[bushindo]

Here's a challenge. We all know that a magic square is an arrangement of integers from 1 to n² such that the sum on each row, column, and diagonal adds to the same sum. Extend that to three dimension. Using integers 1 to 27, construct a 3x3x3 arrangement so that the sum on each row, column, pillar, and the four main diagonal adds up to the same sum.

1) What is this common sum for the 3x3x3 arrangement?

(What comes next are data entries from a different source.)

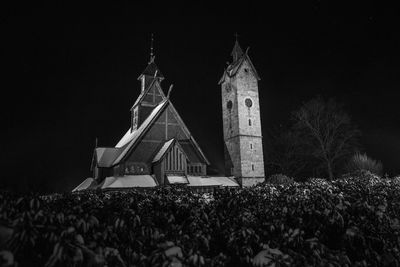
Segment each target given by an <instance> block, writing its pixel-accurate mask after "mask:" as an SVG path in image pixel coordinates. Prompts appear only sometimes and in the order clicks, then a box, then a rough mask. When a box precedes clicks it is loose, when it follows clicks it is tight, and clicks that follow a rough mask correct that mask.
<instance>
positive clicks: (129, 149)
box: [113, 100, 169, 165]
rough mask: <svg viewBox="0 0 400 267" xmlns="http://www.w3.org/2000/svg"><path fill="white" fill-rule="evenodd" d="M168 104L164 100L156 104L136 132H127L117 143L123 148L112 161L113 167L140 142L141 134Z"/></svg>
mask: <svg viewBox="0 0 400 267" xmlns="http://www.w3.org/2000/svg"><path fill="white" fill-rule="evenodd" d="M168 102H169V101H168V100H164V101H162V102H161V103H160V104H158V105H157V106H156V107H155V108H154V109H153V111H152V112H151V113H150V115H149V116H148V117H147V118H146V120H145V121H144V122H143V123H142V124H141V125H140V127H139V128H138V129H137V130H135V131H132V132H131V133H129V131H130V130H128V132H127V133H126V134H125V136H124V137H123V138H122V139H124V142H121V141H122V139H121V141H120V142H118V144H120V143H121V144H122V143H123V144H124V146H123V147H122V152H121V154H120V155H119V156H118V157H117V159H116V160H115V161H114V163H113V165H116V164H118V163H120V161H121V160H122V159H123V158H124V157H125V156H126V154H127V153H128V152H129V151H130V150H131V148H132V147H133V146H135V145H136V144H137V143H138V142H139V141H140V140H141V137H142V136H143V134H144V133H145V132H146V130H147V129H148V128H149V127H150V126H151V125H152V122H153V121H154V120H155V119H157V118H158V115H159V114H160V113H161V111H162V110H163V109H164V108H165V107H166V106H167V103H168ZM118 144H117V145H118Z"/></svg>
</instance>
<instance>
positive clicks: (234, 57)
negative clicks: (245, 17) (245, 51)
mask: <svg viewBox="0 0 400 267" xmlns="http://www.w3.org/2000/svg"><path fill="white" fill-rule="evenodd" d="M231 55H232V58H233V62H235V61H237V60H238V59H239V58H240V57H241V56H242V55H243V50H242V48H241V47H240V45H239V42H238V40H237V39H236V41H235V45H234V46H233V49H232V53H231Z"/></svg>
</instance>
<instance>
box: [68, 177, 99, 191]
mask: <svg viewBox="0 0 400 267" xmlns="http://www.w3.org/2000/svg"><path fill="white" fill-rule="evenodd" d="M96 186H97V183H96V181H95V180H94V179H93V178H92V177H89V178H87V179H85V180H84V181H83V182H82V183H80V184H79V185H78V186H77V187H75V188H74V189H73V190H72V192H75V191H80V190H85V189H93V188H95V187H96Z"/></svg>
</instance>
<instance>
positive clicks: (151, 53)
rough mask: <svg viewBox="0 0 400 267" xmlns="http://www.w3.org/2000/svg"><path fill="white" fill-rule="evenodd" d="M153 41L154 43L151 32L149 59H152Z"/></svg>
mask: <svg viewBox="0 0 400 267" xmlns="http://www.w3.org/2000/svg"><path fill="white" fill-rule="evenodd" d="M153 43H154V35H153V33H152V34H151V43H150V61H152V60H154V58H153V57H154V52H153Z"/></svg>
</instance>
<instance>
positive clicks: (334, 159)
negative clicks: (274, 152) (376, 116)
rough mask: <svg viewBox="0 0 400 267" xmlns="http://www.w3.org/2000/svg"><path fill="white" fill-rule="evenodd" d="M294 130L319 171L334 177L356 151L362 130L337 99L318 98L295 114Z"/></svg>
mask: <svg viewBox="0 0 400 267" xmlns="http://www.w3.org/2000/svg"><path fill="white" fill-rule="evenodd" d="M293 119H294V128H293V129H294V130H295V131H296V132H297V134H298V136H299V138H300V139H299V140H301V142H302V144H303V146H302V147H303V148H304V149H305V151H304V152H305V153H306V154H308V155H309V156H310V157H311V158H313V159H314V160H315V161H316V163H317V166H315V169H316V170H317V172H319V173H320V172H323V173H324V174H326V175H328V177H329V179H333V177H334V174H335V173H336V172H337V171H338V169H339V168H340V167H341V165H343V163H344V162H345V160H346V159H348V158H349V157H350V156H351V155H352V154H353V153H354V151H355V150H356V148H357V144H358V142H357V141H358V137H359V135H360V132H359V131H358V130H357V129H356V127H355V126H354V125H352V124H351V120H350V117H349V115H348V114H347V113H346V112H345V111H344V110H343V108H342V106H341V105H339V104H338V103H337V102H336V101H335V100H333V99H330V100H328V101H325V100H324V99H322V98H321V97H316V98H314V99H312V100H310V101H309V102H307V103H305V104H303V105H302V107H301V108H300V109H299V110H298V111H295V112H294V113H293Z"/></svg>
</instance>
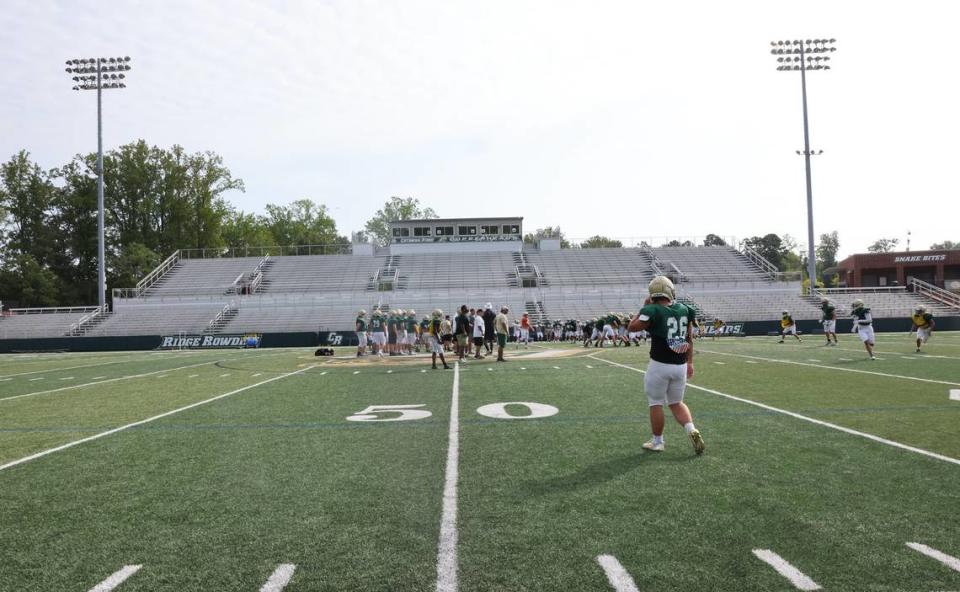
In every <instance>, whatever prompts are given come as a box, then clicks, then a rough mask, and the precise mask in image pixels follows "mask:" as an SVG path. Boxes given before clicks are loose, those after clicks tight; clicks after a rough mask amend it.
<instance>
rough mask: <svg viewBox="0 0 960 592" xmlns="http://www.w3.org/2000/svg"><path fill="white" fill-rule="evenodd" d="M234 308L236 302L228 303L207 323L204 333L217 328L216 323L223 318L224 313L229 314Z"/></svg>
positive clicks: (216, 324)
mask: <svg viewBox="0 0 960 592" xmlns="http://www.w3.org/2000/svg"><path fill="white" fill-rule="evenodd" d="M233 308H234V302H233V301H230V303H228V304H226V305H225V306H224V307H223V308H222V309H220V312H218V313H217V316H215V317H213V319H211V321H210V322H209V323H207V328H206V329H204V330H203V332H204V333H212V332H214V331H215V330H216V325H217V324H218V323H219V322H220V321H222V320H223V315H225V314H227V313H228V312H230V311H231V310H233Z"/></svg>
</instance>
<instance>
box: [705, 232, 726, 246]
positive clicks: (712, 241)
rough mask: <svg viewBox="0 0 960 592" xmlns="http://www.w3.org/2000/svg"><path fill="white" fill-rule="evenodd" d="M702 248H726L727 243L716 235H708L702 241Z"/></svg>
mask: <svg viewBox="0 0 960 592" xmlns="http://www.w3.org/2000/svg"><path fill="white" fill-rule="evenodd" d="M703 246H705V247H725V246H727V241H725V240H723V239H722V238H720V237H719V236H717V235H716V234H708V235H707V236H706V237H705V238H704V239H703Z"/></svg>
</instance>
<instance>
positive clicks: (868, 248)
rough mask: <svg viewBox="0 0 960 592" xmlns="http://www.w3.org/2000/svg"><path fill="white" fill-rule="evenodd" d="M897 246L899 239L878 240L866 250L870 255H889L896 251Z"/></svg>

2) What is this arrangement?

[Guest]

The common sum is 42? 14 goes in the middle and the polar opposites would go around it (1 and 27, 2 and 26, etc.) to add up to 28.

[Guest]

Here's two solutions - I think the magic number will always be 42 and I think they are 162 solutions.

Top Layer:

1 15 26

17 19 6

24 8 10

Middle Layer:

23 7 12

3 14 25

16 21 5

Bottom Layer:

18 20 4

22 9 11

2 13 27

Top Layer:

3 17 22

23 1 18

16 24 2

Middle Layer:

13 21 8

9 14 19

20 7 15

Bottom Layer:

26 4 12

10 27 5

6 11 25

[bushindo]

Here's two solutions - I think the magic number will always be 42 and I think they are 162 solutions.

Top Layer:

1 15 26

17 19 6

24 8 10

Middle Layer:

23 7 12

3 14 25

16 21 5

Bottom Layer:

18 20 4

22 9 11

2 13 27

Top Layer:

3 17 22

23 1 18

16 24 2

Middle Layer:

13 21 8

9 14 19

20 7 15

Bottom Layer:

26 4 12

10 27 5

6 11 25

Nicely done. If you're not too busy, I'd like to know how you approached this problem.

[Guest]

I actually wrote a brute force program with some optimizations.

This presented an interesting problem because of the size of the state space. I used a recursive backtracking function with two arrays (an array representing unused digits initially containing 1 through 27 in order and an array representing the permutation with index 0 being the top layer top right square, 1 being the top layer top middle square, etc) that generated permutations of size x. At x=3 you calculate the magic number of your current permutation. Then at certain values of x you have enough information to check if the magic cube is valid. For example, when x=6 you can check if middle row of the first layer equals the magic number and at x=18 you can check the top left pillar. If your check succeeds, you just pass the current permutation; the list of unused numbers; and x+1 back into the function. When x=27 you print out the solution. I think the first solution was obtained in 30 minutes. I had about 24 solutions when I killed the program a day later. There were about 6 solutions for permutations starting with 1, 6 for those starting with 2, etc. So I just estimated 6x27=162 but I think that may be off.

I would love to here a way to solve this without using an exhaustive search.